Leí el eneagrama, una herramienta para descifrarse entre nueve tipos básicos de personalidad. Me fascinó ser un número 4: una única, creativa, incomprendida y envidiosa 4, como todos los 4 en el eneagrama. Para no perder la sana costumbre de envidiar, a dondequiera que llego envidio. En el mundo laboral me he hecho amiga de las sonrientes relacionistas públicas, de las sicólogas más reflexivas, de los obsesivos atletas, de los agudos periodistas.

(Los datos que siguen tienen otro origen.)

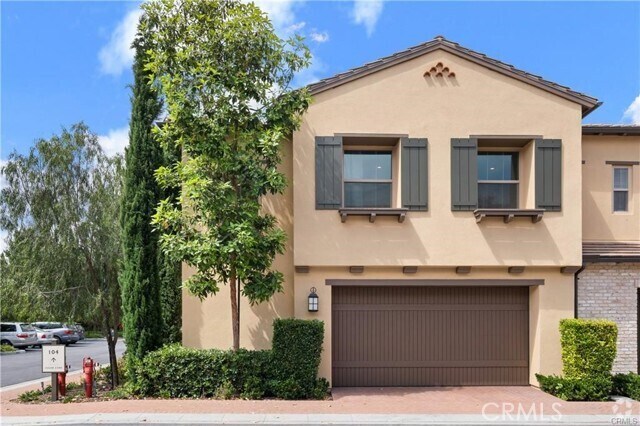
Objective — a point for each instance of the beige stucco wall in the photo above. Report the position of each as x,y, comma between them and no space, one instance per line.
207,324
600,223
399,100
549,304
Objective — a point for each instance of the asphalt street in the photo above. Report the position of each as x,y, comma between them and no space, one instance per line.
26,366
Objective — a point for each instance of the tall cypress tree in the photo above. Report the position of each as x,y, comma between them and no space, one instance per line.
140,276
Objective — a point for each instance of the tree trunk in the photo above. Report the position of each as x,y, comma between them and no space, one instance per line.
112,339
235,311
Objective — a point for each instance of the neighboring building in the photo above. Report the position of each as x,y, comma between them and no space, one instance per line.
436,207
608,286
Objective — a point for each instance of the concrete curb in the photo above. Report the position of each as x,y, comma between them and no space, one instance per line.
16,352
311,419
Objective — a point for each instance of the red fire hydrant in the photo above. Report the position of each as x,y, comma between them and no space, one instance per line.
62,383
87,369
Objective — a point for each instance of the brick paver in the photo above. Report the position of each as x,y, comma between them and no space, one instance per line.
453,400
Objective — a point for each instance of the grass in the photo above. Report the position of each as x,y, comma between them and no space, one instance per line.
7,348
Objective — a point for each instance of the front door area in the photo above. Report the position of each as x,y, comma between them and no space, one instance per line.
430,336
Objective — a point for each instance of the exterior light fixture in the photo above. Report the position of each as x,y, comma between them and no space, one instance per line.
313,300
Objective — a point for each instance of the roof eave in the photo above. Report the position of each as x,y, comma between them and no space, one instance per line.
588,103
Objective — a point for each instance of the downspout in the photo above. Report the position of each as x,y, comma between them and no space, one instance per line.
575,290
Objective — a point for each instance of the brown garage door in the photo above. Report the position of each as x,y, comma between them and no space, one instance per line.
430,336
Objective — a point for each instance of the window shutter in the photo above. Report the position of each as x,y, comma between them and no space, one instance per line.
328,172
549,174
464,174
414,173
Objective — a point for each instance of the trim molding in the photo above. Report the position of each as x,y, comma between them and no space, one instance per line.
435,283
622,163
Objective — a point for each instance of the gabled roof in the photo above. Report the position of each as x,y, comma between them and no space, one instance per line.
611,129
588,103
612,251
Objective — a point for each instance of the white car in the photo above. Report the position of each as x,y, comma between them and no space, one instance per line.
18,335
44,337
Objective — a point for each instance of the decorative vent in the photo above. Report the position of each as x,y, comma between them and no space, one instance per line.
439,71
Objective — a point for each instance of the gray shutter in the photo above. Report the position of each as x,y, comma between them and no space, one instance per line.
328,172
464,174
549,174
414,173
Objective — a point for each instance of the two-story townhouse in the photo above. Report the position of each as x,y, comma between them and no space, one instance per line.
608,285
436,212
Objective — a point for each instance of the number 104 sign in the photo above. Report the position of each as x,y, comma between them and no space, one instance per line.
53,358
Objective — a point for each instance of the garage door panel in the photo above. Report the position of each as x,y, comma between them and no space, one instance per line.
418,336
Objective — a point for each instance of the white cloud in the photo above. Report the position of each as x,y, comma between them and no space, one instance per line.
293,28
280,11
633,112
117,54
367,12
319,37
115,141
3,240
3,181
311,74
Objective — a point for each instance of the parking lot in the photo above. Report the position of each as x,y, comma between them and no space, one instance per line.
26,366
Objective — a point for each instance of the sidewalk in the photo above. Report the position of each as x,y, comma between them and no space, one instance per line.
300,419
463,405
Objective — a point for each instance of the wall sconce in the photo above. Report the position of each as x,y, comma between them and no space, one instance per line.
313,300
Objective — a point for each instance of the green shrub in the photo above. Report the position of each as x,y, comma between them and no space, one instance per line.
178,372
321,389
288,371
297,345
588,347
597,388
627,385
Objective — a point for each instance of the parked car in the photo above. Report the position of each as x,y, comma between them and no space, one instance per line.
45,337
62,333
18,335
79,329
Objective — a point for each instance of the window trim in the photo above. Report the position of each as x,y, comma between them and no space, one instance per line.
614,189
365,149
504,182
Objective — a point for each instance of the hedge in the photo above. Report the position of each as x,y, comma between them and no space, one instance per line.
178,372
297,345
288,371
588,347
597,388
627,385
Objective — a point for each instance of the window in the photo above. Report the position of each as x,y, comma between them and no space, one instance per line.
367,179
621,189
498,180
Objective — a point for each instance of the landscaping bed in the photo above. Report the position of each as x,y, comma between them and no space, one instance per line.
588,352
288,371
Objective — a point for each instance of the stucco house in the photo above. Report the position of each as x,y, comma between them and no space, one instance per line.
448,210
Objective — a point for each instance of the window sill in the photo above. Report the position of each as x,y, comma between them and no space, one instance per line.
509,214
373,213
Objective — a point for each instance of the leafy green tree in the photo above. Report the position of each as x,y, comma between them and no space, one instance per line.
226,77
61,209
139,274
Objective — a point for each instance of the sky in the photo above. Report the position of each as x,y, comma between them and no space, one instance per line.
63,62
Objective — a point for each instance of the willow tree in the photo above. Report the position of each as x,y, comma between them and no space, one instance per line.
60,208
225,77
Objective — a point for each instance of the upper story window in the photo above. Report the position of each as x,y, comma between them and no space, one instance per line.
621,189
367,179
498,180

Me cansé de negar la envidia. Los envidio a todos. Por eso los quiero cerca, me hacen quererlo todo, esforzarme más. Yo envidio, luego actúo. Quiero ser soltera y casada, viuda y separada. Viajar por el mundo sin perder la estabilidad de un trabajo seguro y saber qué se siente al irse sin tiquete de regreso. Siempre y cuando alguien me espere. Quiero irme pero haber estado.

Quiero hacer periodismo y relaciones públicas, pero también me imagino haciendo consulta, como en un capítulo de In Treatment, la serie de televisión sobre un terapeuta en apuros que dirige Rodrigo García, a quien los envidiosos definimos como “el hijo de García Márquez, así cualquiera…”

Soy periodista y comunicadora organizacional, practico el atletismo corriendo de vez en cuando y estudio terapia de familia. Lo quiero todo, porque siempre he sido envidiosa. Sigo siendo amiga de las más queridas, de las bonitas e inteligentes. Las sigo envidiando. Tal vez un día me frustre ante la evidencia de que el que mucho abarca poco aprieta, pero hoy, definitivamente, quiero agradecerle a la envidia, que me ha dado tanto.